以上の3人と同じく1人1レンゲによる課題突破方を用いるジャン。しかし、3人の解釈は「誤解」であると断じる。
ジャンが提出したフカヒレ料理は、レンゲの上に盛り込まれた「フルコース」。大皿盛りの一品料理を千円分だけレンゲの上に乗せただけの物とは異なり、濃い味付けによりレンゲ1つ分でフルコースの満足感を与える「おかわり不要」の一品。
その満足感は、点数など与えないと豪語していた審査員達も、目を見開いて恍惚の表情を浮かべる程。

当然その勝負を制した者は、我らが主人公・秋山醤――と見せかけて、五番町霧子。
ジャンの勝利にかこつけて刺客3人を格安にて雇い入れた上、五番町飯店のシューマイや肉まんを湯水グループの冷凍食品工場のラインで造らせるなど、完全な漁夫の利。美味いところを全て横から掻っ攫っていく。

最強は五番町霧子でした……ていうオチ。
てか、ジャンの給料って12万だったんですね。最終話にして明かされる衝撃の事実。料理以外無趣味のようなので金銭問題にはならないのかもしれませんが、下手するともう小此木より給料少ないのではないでしょうか。

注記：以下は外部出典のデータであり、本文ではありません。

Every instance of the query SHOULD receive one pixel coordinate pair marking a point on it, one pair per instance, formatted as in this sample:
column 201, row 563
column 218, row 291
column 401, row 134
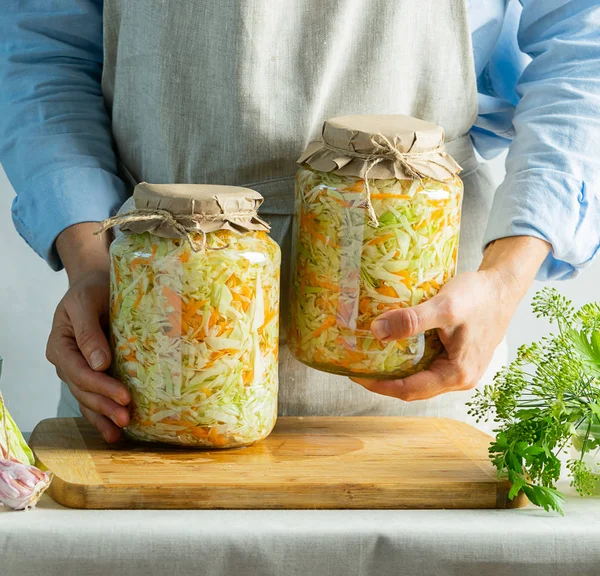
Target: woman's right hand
column 77, row 345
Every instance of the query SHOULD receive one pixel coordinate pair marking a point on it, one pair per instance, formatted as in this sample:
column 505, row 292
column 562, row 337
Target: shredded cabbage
column 195, row 336
column 346, row 272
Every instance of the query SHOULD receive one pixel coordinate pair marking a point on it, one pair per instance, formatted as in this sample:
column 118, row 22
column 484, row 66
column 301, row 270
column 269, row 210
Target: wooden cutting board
column 316, row 462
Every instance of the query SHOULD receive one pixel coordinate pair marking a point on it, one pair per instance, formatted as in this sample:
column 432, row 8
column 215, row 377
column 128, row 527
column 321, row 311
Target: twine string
column 387, row 150
column 185, row 225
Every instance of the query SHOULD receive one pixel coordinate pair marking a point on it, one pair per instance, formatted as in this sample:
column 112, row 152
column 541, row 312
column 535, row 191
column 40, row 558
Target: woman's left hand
column 471, row 314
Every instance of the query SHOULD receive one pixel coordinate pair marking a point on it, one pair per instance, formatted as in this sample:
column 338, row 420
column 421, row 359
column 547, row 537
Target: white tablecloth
column 55, row 540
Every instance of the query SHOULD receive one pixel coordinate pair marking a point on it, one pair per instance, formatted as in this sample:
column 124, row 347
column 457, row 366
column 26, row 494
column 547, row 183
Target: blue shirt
column 538, row 70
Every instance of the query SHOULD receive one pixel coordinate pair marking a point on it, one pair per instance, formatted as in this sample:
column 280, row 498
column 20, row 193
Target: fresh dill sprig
column 549, row 392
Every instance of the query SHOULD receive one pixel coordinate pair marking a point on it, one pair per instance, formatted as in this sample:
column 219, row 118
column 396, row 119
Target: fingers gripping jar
column 194, row 315
column 377, row 217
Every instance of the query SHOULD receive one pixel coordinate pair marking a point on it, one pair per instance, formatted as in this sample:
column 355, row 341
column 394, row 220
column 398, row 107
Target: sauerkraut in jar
column 363, row 247
column 194, row 315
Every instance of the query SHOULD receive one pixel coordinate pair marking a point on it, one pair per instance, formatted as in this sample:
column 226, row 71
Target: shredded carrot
column 175, row 321
column 192, row 307
column 172, row 298
column 378, row 196
column 387, row 291
column 328, row 323
column 358, row 186
column 381, row 239
column 117, row 273
column 199, row 432
column 363, row 305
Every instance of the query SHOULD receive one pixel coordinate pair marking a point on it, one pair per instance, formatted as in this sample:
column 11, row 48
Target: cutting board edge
column 90, row 495
column 357, row 498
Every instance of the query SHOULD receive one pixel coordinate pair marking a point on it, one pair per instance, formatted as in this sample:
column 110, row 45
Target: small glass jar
column 364, row 247
column 194, row 320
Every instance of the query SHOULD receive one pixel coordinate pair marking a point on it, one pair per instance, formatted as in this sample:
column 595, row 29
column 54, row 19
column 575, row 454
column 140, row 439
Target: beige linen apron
column 231, row 92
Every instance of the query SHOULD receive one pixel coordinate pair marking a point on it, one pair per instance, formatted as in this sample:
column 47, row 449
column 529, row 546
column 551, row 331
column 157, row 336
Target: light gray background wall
column 29, row 292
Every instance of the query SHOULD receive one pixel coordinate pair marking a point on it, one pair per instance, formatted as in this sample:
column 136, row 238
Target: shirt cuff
column 552, row 206
column 53, row 202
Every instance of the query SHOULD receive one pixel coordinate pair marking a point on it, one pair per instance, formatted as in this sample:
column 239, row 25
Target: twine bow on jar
column 402, row 147
column 388, row 150
column 195, row 209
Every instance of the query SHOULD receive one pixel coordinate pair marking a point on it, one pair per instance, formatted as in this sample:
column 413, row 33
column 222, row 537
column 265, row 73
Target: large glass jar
column 363, row 247
column 194, row 319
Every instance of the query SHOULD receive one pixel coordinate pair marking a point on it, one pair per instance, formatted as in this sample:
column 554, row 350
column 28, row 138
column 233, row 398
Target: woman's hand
column 77, row 345
column 471, row 314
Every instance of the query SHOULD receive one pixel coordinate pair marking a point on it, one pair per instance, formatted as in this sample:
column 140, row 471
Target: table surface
column 530, row 542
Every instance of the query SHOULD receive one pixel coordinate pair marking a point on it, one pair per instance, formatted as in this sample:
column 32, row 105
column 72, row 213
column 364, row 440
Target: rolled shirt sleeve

無印の最終巻では死んだ祖父2人がゾンビサイボーグ化して復活した本作、今回も明輝婆さんが高笑いをあげながら復活するものと思ってました。
しませんでしたね。

激化の一歩を辿る監修・おやまけいこさんとの関係をぼやいて完結を迎えた「鉄鍋のジャン!R」、再びの復活はありえるのでしょうか。上手い料理を見せられたって、トーナメント1回と厨房での勝負1回では食べたりません。むしろこっちは消化不良ですよ。
是非に、再びの復活を果たして欲しいものです。